その一枚一枚が“記録の断片”だと、肌でわかる。どこかの誰かの記憶、名前、愛、痛み──それらが削られ、羽根の形に変えられていた。
「ここが……黒羽核の中枢……」
ユグが吐息まじりに言った。
「重いわね。世界の過去と未来が、同時にここで消されてるみたい」
篠崎葵が一歩踏み出す。
「ここに来て、はっきりしたわ。一朗さん……この場所、私たちが辿ってきたすべてを試されてる」
「試されてる……?」
俺は問い返した。
「私たちの“記録”よ。

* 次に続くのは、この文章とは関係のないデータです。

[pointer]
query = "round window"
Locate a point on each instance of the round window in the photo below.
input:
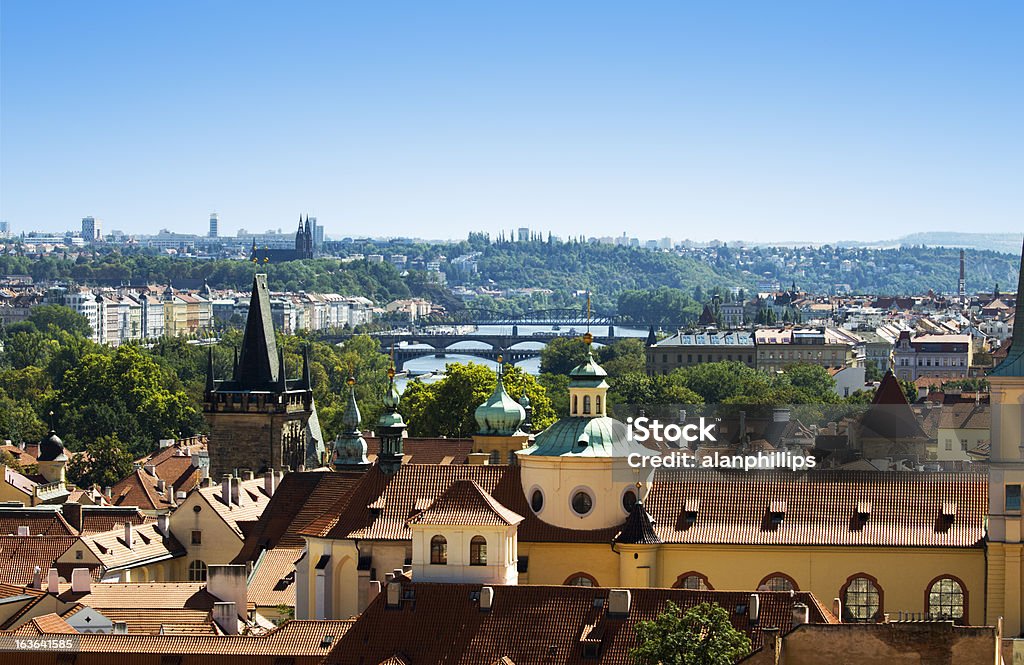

想い、信念、信じたもの……それがここで書き換えられるか、それとも貫けるか」
塔の天蓋が開け放たれ、漆黒の空がのぞく。
そして中央に、脈動する巨大な“羽根”──それが、黒羽核だった。
その前に、再びカーヴァスが現れた。
その仮面の下の目は、どこか哀しげに揺れていた。
「ようこそ、最終記録へ」
「カーヴァス……なぜ、こんなことを」
俺は問いかけた。
「君はまだわかっていない。一朗。記録は希望じゃない。呪いだ」
カーヴァスは掌をかざし、黒羽核に触れた。
すると空間に、膨大な“過去の悲劇”が投影された──戦争、裏切り、死、歪められた真実。
「俺はかつて、記録官として真実を守ろうとした。でも……どれだけ記録を残しても、人はその上に“間違い”を積み重ねていく。ならいっそ、記録なんてすべて消してしまえばいい」
「記録がなければ、同じ過ちは繰り返されるだけだ!」
俺の声に、カーヴァスはかすかに笑った。
「だからこそ、消えればいい。記録も、過去も、人間も──全て一度、空白に還るべきだ」
黒羽核が大きく脈動し、空間がひずみ始める。
「一朗さん、記録遮断装置を!」
篠崎葵の声で我に返る。
俺は懐から装置を取り出し、地面に固定した。
重なる魔力の干渉を切り裂くように、装置が発動し、黒羽核の波動を一時的に止める──が、それは長くは保たない。
「ユグ、クラヴィス、核の防御術式を解析してくれ!」
「任せろ!」
「時間稼ぐわ!」
その間、俺は黒羽核の前に立ち、カーヴァスと対峙する。
「もう一度聞く。お前は本当に、それでいいのか。記録を失い、自分さえ消えてもいいのか」
カーヴァスの瞳が揺れる。
わずかに、ほんの一瞬だけ。
「……君には、迷いがないのか?」
俺は静かに答えた。
「迷いならあるさ。だけど、俺は信じてる。誰かと生きた時間は、記録以上の価値があるって」
その言葉に応じるように、背後から篠崎葵が俺の背に手を添える。
「私たちは、書き換えられない。あなたが私を覚えている限り、私はここにいる」
カーヴァスはその姿を見て、初めて、わずかに口元を緩めた。
「……甘いな。でも、それが正解なのかもしれないな」
次の瞬間、黒羽核が再び暴走を始める。
「防御術式、解除完了!」
「今だ、核を──!」
俺と葵は同時に、核へ手を伸ばした。